There are few places in Nashville that do it right and so far the only two restaurants from which I've had authentic, good fried rice are Pho Yen Hoa (yes it's a Vietnamese place) and Chinatown in Green Hills.

So! Here's how you can make this dish at home. It's really simple and can feed up to 5 people.





Grandma's Fried Rice

Ingredients

  • 2 cups jasmine rice, cooked the day before (I recommend using a rice cooker and slightly less than 4 cups water)

  • 2 tablespoons plus 2 more tablespoons peanut oil*

  • 2 cups frozen veggie mix, or fresh green beans cut into half inch or inch-long bits

  • 3 large eggs

  • One small onion chopped

  • Minced garlic to your own preferred taste

  • Salt, pepper

  • Meat option: One small can spam cut up into 3/4 inch cubes or char siew/leftover boneless spare ribs cut up. Or you can use chicken, beef, shrimp, whatever your heart desires but make sure it's cut into small pieces and not large slices.

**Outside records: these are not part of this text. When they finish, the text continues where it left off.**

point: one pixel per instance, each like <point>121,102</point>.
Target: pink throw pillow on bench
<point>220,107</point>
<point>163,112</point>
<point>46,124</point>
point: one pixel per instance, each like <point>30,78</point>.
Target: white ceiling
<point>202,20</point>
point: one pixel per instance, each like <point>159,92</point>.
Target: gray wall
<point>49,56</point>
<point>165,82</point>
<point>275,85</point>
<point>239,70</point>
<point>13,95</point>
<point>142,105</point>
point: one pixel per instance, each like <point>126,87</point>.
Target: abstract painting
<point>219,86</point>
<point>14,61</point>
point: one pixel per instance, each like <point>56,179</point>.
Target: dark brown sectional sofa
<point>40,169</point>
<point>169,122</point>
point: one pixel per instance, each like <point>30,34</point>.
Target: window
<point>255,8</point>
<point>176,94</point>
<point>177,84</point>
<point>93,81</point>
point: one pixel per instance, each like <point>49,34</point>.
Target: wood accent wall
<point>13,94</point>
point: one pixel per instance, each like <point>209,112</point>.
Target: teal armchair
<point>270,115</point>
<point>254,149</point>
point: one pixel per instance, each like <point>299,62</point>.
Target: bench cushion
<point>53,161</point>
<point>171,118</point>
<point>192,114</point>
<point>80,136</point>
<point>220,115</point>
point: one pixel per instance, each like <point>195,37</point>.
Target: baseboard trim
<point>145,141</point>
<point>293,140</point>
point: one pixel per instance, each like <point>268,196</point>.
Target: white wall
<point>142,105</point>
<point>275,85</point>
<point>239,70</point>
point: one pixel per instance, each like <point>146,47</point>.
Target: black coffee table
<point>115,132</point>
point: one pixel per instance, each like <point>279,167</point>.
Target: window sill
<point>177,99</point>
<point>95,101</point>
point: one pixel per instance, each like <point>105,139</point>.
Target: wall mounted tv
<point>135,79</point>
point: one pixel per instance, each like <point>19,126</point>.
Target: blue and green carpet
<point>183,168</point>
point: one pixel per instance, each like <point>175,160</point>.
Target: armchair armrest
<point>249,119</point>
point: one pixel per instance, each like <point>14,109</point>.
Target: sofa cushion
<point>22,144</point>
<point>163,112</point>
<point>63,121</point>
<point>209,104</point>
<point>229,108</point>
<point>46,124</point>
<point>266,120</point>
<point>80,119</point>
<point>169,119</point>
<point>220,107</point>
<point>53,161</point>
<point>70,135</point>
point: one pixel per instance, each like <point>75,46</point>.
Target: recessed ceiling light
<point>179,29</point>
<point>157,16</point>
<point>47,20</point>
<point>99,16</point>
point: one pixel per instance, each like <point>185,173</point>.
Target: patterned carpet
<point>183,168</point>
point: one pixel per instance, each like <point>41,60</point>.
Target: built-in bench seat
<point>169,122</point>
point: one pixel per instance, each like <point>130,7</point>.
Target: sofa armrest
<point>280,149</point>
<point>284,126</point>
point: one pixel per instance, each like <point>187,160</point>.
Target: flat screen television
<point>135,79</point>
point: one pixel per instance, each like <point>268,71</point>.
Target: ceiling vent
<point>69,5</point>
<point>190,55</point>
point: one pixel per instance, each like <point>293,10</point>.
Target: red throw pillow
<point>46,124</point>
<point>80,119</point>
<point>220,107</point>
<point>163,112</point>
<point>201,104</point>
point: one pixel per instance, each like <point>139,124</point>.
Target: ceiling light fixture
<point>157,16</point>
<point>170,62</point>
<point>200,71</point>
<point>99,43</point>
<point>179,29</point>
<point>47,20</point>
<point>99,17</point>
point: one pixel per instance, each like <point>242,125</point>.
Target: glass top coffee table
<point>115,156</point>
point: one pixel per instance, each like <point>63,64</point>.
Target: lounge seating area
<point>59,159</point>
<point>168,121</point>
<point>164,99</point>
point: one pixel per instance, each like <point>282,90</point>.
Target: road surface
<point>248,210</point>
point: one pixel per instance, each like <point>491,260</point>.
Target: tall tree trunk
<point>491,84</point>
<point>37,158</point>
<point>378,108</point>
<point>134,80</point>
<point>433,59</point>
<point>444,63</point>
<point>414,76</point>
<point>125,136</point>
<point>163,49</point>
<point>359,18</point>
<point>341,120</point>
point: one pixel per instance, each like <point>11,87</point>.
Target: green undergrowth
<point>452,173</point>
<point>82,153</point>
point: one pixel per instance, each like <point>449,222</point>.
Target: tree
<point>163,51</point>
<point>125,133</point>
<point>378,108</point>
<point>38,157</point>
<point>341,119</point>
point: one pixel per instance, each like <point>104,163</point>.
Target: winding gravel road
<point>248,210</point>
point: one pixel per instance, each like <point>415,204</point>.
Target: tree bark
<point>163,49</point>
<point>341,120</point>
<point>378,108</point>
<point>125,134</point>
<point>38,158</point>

  • Cilantro and/or green onions for garnishing

  • A wok or large frying pan (the deeper the better it will get messy)

  • Two spatulas


Directions:

If you're using raw meat/seafood: season the meat however you like, stir fry and set aside. If you're using spam, fry the cubes of spam first till they're somewhat crispy on the outside.

Heat up 2 tbsp oil wok/frying pan. Crack the eggs into a bowl and stir to break the yolk and mix into the white. Pour eggs into heated oil and lightly scramble with a sprinkle of salt and pepper. Before the eggs start to cook and while they're still liquidy, add the rice. Using both spatulas, stir and fry (whadaya know) - you're trying to coat the rice in egg.  Add the garlic and onion and a splash or two of soy sauce. Stir stir stir. Crumble the big lumps of rice and coat evenly. When you're satisfied, add the veggies and the meat and continue to toss and stir. If you feel the rice is starting to stick or clump add more oil. Salt, pepper to taste, and fry till everything is cooked thoroughly and veggies aren't still cold and meat is cooked.

Dish onto a serving platter, garnish with cilantro and/or green onions or if you're fancy, you might have scrambled and fried up another egg and cut that into strips to sprinkle on top of the dish.

This can get messy, but that's the fun of stir fry.  Really, there's no true order to when you add things but I prefer letting the rice get coated in egg and turn yellowish before anything else.  I also don't like my veggies to be overcooked.

*Peanut oil is used in a lot of Asian cooking because it's great for high heat and won't burn. I find that the flavor of stir fry is a lot closer to what I grew up eating when I use peanut oil but please feel free to use what you prefer.